Preocupa-me esta sociedade permissiva, perniciosa, este faz de conta, este desleixo com que as famílias criam os mais novos, tão cheios de direitos e tão vazios de deveres.
Preocupa-me este “dolce far niente” em que a maioria dos nossos jovens vagueia, esta falta de visão e esforço que tanto os carateriza e que agem como se a sociedade lhes devesse alguma coisa, como se todos tivessem a obrigação de lhes assegurar alimentação, transporte e demais regalias sociais sem que eles tenham o dever de cumprir, minimamente, com as suas obrigações. Questionados sobre estes fatos as respostas são as mais variadas, pouco dignas mas variadas; uns acham que podem fazer tudo o que lhes apetece menos o que lhes é exigido. Que lhes
poderá acontecer? Nada. Por mais que agridam com palavras e ações continuam a usufruir das benesses que o estado social lhes oferece, que o ensino para todos lhes proporciona. São estes os futuros adultos que querem viver do rendimento mínimo, tal como muitos dos seus progenitores e que chegam aos dezoito, dezanove, vinte anos sem curso e sem ofício. A escola é tida como um passatempo, um local de encontro de pares e os professores e demais comunidade educativa joguetes das suas vontades. Passou a ter graça medir forças, desafiar regulamentos, infringir ou não cumprir sanções; são os maiores da escola, é assim que se veem e sentem, “pequenos” déspotas que fazem valer a sua vontade ou pelo menos acreditam que sim. Pobres diabos inconsequentes, pobres diabos…

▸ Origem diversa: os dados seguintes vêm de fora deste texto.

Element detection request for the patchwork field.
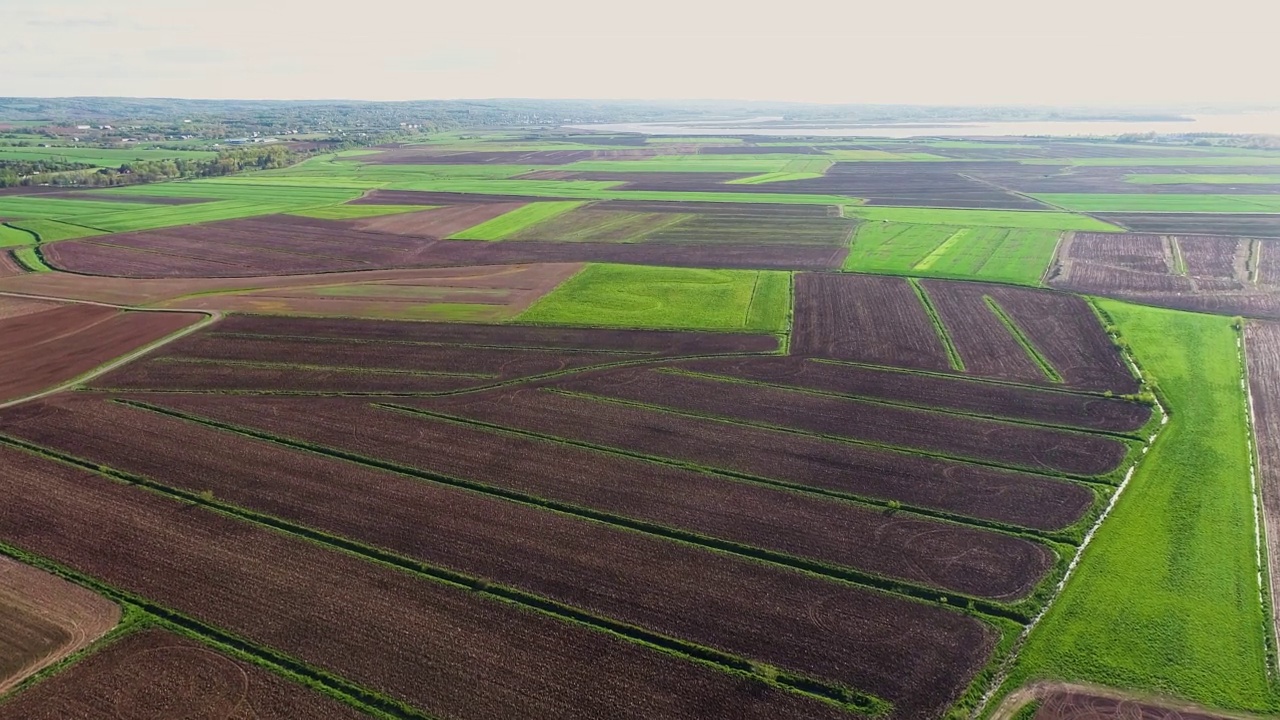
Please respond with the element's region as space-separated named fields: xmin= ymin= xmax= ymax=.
xmin=0 ymin=123 xmax=1280 ymax=720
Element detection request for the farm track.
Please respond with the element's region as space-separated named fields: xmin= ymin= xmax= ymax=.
xmin=0 ymin=629 xmax=367 ymax=720
xmin=0 ymin=292 xmax=221 ymax=409
xmin=110 ymin=395 xmax=1056 ymax=602
xmin=0 ymin=450 xmax=860 ymax=719
xmin=6 ymin=398 xmax=989 ymax=715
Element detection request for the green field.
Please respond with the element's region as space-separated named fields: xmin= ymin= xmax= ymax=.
xmin=516 ymin=264 xmax=791 ymax=333
xmin=1006 ymin=301 xmax=1280 ymax=711
xmin=557 ymin=154 xmax=831 ymax=174
xmin=1125 ymin=173 xmax=1280 ymax=184
xmin=453 ymin=202 xmax=582 ymax=240
xmin=0 ymin=224 xmax=36 ymax=247
xmin=1033 ymin=192 xmax=1280 ymax=213
xmin=1019 ymin=150 xmax=1280 ymax=168
xmin=845 ymin=205 xmax=1124 ymax=232
xmin=9 ymin=219 xmax=102 ymax=242
xmin=844 ymin=223 xmax=1060 ymax=286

Pergunto-me, como professora reflexiva que sou, se a culpa será só deles, dos genes que lhes não coube escolher, dos pais que fingem não ver, dos professores tão preocupados que estão em cumprir metas. Que metas, questiono-me? As metas do sucesso educativo imposto pela tutela ou as metas da formação integral do seu humano? Temo que as primeiras se sobreponham às segundas por imposição de um ministério alienado da realidade vigente e que sentado no conforto do seu gabinete legisla, determina, altera programas e adultera regras de jogo, sem qualquer consideração por aqueles que o servem. Também aqui os professores são joguetes da vontade ministerial; postos à prova apesar das provas dadas; humilhados publicamente; responsabilizados pelos fracos resultados escolares. É-lhes exigido que formem cidadãos responsáveis mas que o façam sem autoridade, sem ferir suscetibilidades, sem cadeia hierárquica, sem princípios orientadores do trato social.
É desgastante ser professor. É assim que me sinto por vezes, desgastada e impotente perante situações que diariamente acontecem e que fogem ao meu controle…Sinto pena destes alunos “difíceis”, destes seres tumultuados que nascidos em estado bruto se foram, sucessiva e lentamente, tornando “civilizados selvagens”. Sinto pena de mim por não saber mais o que fazer…
Hoje ao chegar ao pavilhão C embato, literalmente, em duas ex-alunas, jovens lindas, de mente sã, olhar vivo e curioso… “Tenho saudades suas, professora”- diz uma delas. ”Dê-me um abraço”- diz a outra. E abraçou-me, a mim, à carteira, à pasta, à pressa com que me dirigia para a sala de aula… Ali fiquei abraçada por ambas, reconfortada no meu cansaço, apaziguada no meu desencanto, tonificada no meu desgaste.